A New Discovery: Novo Mutations
So, I'm running out of time, but I'm going to give you a couple more examples. So, not all mutations that we have are inherited. So, we can get what we call the Novo mutations. So, they appear in your system as a De Novo, it's new. So, you didn't inherit from your parents. So, in this case, we took three years. We took patterns that were healthy, and a kid that showed heart disease. And we looked for the novos in all those three years. And we were able to find a set of genes that were the problem. But also, we discovered another thing, or we realized about a problem that we have in our analysis pipelines. So, on average, each one of us have a De Novo mutation in genes. Most of the time, that mutation does nothing, and except in some cases that can cause serious problems for your health.
But in our analysis, out of those 362 kits, we found 2,000 De Novos in genes. So, we clearly have our ratio of false positives. Even it does, it looks on the graphic that I show you before it looks, oh, clearly, yeah, you have a mutation there. We have six times more mutations than expected. We found six more mutations in Novos than expected. So, there are a lot of false positives. So, we need to change our algorithms or we have to work hard to find the actual responsible for congenital heart disease. This is another case in which we didn't have families. So, the solution for finding hypertension responsible genes. So, we went to get big chords of individuals sharing the same problem. In this case, hypertension and finding healthy controls, and we compare them. So, just to give you an example, you may have, in our cases or in our patients, you may have two genes.
A and B. B is showing more mutations in your cases.

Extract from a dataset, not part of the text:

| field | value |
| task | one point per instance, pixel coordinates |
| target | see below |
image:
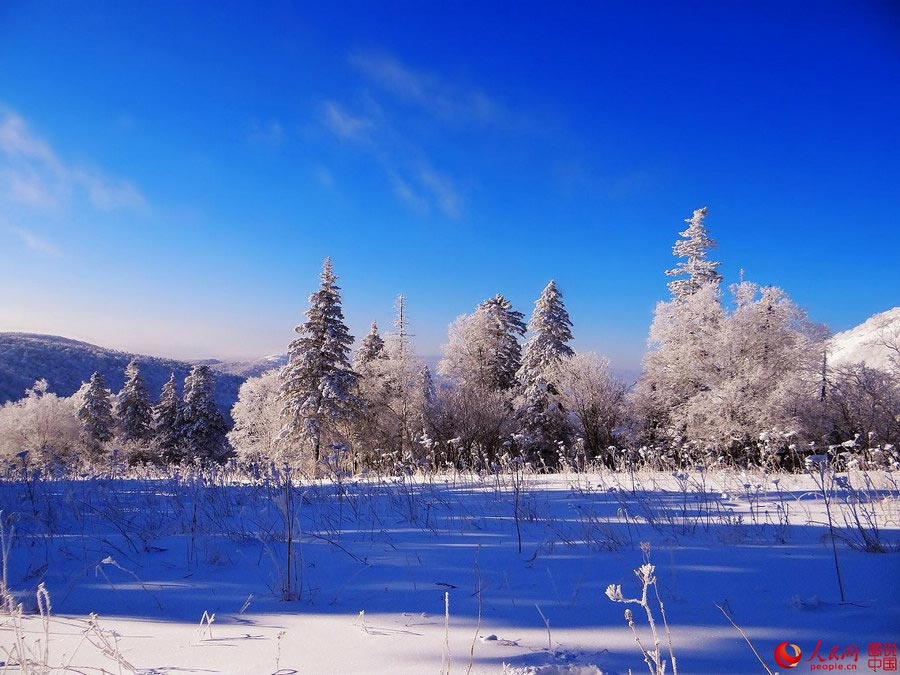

And you may think, "oh, probably is Gene B the one responsible", if you try to do some statistical analysis there. But when you compare with controls, you realize Gene B, in the population, in the novo population already shows a lot of mutations. But it's Gene A who is not tolerant to having mutation, and most probably is the one responsible. And just to finalize, I'm running out of time. All these investigations, or most of the investigations that I just show you, are sponsored by or are funded by NIH through what we call the Center of Mendelian Genomics. Yale is one of those four centers. We are trying to find the genes responsible for what we call rare Mendelian disorders. There are 6,000 rare Mendelian disorders out there. They're rare in the sense that only few individuals are affected, but when you add that up more than 25 million (only in the US) are affected by those diseases. So, like the Human Genome Project all this is for a final goal, which is understanding human disease. And thank you very much. I think if you have questions, I'll take another. Thank you.